What is an Ad Network ?
Ad Network or advertising network is a term describing companies which are middle men between advertisers and publishers. They aggregate publishers’ ad inventory and connect them with advertisers who want to host ads on their sites.
Ad networks collect data on ad inventory from publishers, which includes demographic and behavioral data. The main benefits of ad networks for advertisers are more accurate targeting and good ad placement. This is why ad networks today are able to sell ad inventory at premium prices.
Online advertising networks are differentiated according to two categories: business types, and number of clients and ad quality. There are three business types of ad networks: vertical, blind and targeted networks. Each has a different level of control over ad placement for advertisers, and the ones where advertisers have the least control over ad placement offer the most affordable price of impressions.
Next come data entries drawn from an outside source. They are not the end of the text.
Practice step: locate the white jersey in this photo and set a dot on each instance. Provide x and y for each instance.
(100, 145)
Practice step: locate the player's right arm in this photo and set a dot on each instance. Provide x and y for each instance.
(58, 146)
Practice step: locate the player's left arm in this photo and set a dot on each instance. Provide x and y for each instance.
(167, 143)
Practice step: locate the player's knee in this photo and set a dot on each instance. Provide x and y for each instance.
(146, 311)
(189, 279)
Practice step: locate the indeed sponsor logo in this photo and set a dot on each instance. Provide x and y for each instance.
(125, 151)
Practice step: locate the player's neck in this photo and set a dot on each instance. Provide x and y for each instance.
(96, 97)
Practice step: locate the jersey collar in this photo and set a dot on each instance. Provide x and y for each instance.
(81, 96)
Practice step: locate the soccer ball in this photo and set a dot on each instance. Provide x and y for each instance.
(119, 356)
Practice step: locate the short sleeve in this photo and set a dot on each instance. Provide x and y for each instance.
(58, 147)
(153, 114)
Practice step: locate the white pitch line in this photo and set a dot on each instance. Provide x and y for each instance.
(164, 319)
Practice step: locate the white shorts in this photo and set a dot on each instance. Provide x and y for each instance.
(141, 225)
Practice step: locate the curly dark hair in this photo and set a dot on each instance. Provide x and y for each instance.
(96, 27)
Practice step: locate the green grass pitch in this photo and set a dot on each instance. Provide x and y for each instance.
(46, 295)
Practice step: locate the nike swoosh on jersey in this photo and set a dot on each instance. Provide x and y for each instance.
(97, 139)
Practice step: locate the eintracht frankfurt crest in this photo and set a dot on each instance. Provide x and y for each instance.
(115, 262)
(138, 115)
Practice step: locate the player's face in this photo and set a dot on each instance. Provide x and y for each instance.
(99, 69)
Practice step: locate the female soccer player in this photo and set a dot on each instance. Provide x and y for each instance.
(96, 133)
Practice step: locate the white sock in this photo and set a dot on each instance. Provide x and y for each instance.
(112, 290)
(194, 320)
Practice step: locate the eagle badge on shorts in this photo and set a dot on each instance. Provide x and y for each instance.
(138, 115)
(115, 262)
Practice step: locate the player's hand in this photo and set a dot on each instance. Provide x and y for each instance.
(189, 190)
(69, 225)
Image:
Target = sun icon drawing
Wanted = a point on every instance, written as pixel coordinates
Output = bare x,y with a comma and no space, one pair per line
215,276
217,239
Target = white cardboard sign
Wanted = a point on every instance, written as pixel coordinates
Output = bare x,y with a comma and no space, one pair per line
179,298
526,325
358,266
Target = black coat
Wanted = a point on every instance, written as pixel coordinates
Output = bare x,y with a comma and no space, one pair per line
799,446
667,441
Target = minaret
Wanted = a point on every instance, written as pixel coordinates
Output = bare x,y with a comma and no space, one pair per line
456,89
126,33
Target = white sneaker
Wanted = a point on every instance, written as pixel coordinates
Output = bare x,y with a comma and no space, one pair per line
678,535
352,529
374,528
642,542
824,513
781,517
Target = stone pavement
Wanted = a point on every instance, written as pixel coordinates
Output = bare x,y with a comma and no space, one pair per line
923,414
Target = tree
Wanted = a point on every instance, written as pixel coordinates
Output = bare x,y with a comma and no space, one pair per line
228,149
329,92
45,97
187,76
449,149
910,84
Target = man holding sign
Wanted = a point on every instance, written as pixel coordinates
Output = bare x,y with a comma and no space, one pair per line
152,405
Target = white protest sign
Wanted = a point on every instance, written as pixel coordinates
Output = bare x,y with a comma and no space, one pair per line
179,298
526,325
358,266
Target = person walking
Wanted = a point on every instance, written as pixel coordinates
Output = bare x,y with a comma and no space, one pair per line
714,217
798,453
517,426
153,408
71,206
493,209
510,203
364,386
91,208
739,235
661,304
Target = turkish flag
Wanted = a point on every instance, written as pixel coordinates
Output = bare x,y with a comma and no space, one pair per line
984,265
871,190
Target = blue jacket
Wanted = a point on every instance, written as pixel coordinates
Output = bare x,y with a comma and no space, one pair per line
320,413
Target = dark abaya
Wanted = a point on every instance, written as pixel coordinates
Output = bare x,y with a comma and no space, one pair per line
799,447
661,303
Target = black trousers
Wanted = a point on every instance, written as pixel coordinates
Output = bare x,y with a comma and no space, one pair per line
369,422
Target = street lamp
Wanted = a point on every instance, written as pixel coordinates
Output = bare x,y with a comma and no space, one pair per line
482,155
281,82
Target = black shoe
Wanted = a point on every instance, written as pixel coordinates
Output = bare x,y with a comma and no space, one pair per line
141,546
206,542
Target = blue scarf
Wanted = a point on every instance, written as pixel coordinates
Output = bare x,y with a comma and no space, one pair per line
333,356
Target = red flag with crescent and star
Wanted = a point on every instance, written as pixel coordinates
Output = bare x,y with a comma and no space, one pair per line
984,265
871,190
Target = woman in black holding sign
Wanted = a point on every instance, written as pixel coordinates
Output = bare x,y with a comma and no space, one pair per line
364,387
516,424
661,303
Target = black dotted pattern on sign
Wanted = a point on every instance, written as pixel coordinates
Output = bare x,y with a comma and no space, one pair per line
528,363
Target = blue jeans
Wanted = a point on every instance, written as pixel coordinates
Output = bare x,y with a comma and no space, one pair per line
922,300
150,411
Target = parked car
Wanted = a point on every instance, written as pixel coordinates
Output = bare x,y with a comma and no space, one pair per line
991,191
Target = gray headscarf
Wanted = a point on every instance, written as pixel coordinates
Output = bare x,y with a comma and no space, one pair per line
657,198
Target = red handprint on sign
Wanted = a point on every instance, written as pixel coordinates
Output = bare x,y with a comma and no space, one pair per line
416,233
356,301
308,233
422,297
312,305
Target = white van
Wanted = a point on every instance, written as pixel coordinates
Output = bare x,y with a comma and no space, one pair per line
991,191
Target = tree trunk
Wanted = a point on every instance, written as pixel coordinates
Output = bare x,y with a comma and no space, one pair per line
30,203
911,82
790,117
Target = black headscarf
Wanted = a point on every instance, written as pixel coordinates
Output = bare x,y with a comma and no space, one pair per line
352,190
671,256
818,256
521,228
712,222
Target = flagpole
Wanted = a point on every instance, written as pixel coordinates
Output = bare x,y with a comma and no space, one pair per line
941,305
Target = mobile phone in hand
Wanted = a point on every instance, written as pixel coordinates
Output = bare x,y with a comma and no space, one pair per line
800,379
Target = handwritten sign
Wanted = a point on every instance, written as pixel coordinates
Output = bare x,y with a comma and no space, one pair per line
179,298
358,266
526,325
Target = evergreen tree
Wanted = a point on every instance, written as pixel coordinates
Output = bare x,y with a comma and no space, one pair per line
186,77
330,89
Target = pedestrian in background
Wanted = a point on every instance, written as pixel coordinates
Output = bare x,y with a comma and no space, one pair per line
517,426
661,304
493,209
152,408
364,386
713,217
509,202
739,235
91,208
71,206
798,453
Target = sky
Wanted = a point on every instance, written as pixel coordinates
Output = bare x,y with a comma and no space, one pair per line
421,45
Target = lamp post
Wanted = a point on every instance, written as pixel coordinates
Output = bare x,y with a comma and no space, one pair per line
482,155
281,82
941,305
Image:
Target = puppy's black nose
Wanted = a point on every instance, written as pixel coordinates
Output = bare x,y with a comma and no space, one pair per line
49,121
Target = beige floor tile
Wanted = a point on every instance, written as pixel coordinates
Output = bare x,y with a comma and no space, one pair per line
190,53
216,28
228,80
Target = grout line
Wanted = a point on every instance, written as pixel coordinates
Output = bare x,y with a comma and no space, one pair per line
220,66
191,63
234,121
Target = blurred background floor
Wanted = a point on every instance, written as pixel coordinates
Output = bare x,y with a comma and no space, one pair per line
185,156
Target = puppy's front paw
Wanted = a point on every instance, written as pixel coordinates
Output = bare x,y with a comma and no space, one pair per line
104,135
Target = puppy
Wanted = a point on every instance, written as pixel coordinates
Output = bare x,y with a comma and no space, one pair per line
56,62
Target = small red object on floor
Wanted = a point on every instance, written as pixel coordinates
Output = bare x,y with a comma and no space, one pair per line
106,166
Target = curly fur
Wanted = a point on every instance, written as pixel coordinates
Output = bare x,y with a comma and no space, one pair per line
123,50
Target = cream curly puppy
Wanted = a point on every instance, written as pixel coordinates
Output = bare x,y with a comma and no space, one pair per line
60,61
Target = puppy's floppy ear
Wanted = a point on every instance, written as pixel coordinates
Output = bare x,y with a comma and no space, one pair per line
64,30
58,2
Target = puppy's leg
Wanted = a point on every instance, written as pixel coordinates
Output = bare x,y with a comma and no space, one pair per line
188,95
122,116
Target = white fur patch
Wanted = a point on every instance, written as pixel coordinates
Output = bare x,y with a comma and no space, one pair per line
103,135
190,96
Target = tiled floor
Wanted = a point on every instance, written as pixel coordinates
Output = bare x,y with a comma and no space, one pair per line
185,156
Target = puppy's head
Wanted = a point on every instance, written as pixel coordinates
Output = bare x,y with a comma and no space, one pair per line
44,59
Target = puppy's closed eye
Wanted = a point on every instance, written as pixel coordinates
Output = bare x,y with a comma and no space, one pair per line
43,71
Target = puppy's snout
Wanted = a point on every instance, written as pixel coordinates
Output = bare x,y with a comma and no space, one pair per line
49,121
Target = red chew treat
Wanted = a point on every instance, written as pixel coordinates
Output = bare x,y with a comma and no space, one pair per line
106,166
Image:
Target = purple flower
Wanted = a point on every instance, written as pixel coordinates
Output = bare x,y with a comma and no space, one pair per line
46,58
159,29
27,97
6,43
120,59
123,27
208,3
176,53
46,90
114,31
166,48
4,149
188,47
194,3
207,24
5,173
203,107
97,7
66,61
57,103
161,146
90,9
When based on number of clients and ad quality, ad networks are divided into first-tier and second-tier networks. First-tier networks include search engines, while second-tier syndicate ads from other ad networks.
When using ad networks, publishers can benefit from selling ad inventory they haven’t been able to sell elsewhere. Advertisers, on the other hand, can benefit from increasing the scale of their campaigns, automation, and tracking and reporting. Since ad networks insert a code into publishers’ sites, they can rotate different ads, and advertisers don’t have to manually set up ads for each publishers.